4. Based on the schedule attached to the claim submitted by second respondent the second respondent’s claim against Chelsea West was reduced to an amount of R5610-18 (i.e. R13 205 610-18 less R13 200 00.00).
[77] In conclusion I find that the correct approach, as was set out in the submissions made by applicants to the presiding officer, is that the presiding officer should have decided to either:
“26.1 Admit the claim of Chesterfin against Chelsea in the reduced amount of R5610-18 as this is the extent of the claim disclosed on the papers before the presiding officer (provided that Chesterfin is in a position to persuade the presiding officer that the claim has not prescribed); or
26.2 To reject the claim of Chesterfin in order to allow it to redraw such claim in the lesser amount to be proved at a subsequent meeting of creditors, alternatively to allow Chesterfin the opportunity to establish its claims against Chelsea West at law”.

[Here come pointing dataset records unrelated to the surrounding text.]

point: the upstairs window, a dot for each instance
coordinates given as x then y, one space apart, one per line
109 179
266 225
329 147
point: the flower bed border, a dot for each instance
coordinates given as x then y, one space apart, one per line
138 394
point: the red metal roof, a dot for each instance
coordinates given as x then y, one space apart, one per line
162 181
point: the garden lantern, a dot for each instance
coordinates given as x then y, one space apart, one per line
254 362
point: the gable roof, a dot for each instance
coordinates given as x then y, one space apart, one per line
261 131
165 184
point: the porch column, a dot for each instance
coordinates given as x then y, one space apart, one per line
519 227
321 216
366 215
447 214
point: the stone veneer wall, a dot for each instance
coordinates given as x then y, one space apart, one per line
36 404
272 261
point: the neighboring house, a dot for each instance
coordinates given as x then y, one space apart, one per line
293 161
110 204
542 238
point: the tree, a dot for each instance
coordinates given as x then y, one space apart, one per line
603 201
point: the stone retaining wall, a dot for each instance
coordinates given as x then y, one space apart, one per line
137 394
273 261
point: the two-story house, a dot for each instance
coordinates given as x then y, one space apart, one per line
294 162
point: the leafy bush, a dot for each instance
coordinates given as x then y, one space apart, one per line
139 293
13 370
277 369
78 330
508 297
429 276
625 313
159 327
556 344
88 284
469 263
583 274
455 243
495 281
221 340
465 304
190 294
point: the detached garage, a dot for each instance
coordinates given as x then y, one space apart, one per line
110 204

[78] I am satisfied that for the reasons hereinbefore set out, that the liquidators have established reasonable grounds of suspicion relating to the validity of the second respondent’s claim and that for these reasons, the claim should be disallowed. I am however satisfied that second respondent has proved a claim in the amount of R5610-18.
[79] For the reasons as set out hereinbefore, I am satisfied that the ruling of Dondolo of the first respondent falls to be reviewed and set aside. Consequently the claim of the second respondent falls to be expunged and is hereby reduced to R5610-18.
[80] Accordingly, I make the following order:
1. That in terms of Section 151 of the Insolvency Act No 24 of 1936 read with item 9 of Schedule 5 of the Companies Act 71 of 2008, the decision of the Master of the High Court in terms of which the Master refused to expunge, alternatively reduce the claim of the second respondent against Chelsea West (Pty) Ltd (in liquidation) is hereby reviewed and set aside.
2. The claim of the second respondent is hereby expunged and reduced to the amount of R5610-18.
3. The second respondent is ordered to pay the applicant’s costs of this application including the costs of two counsel.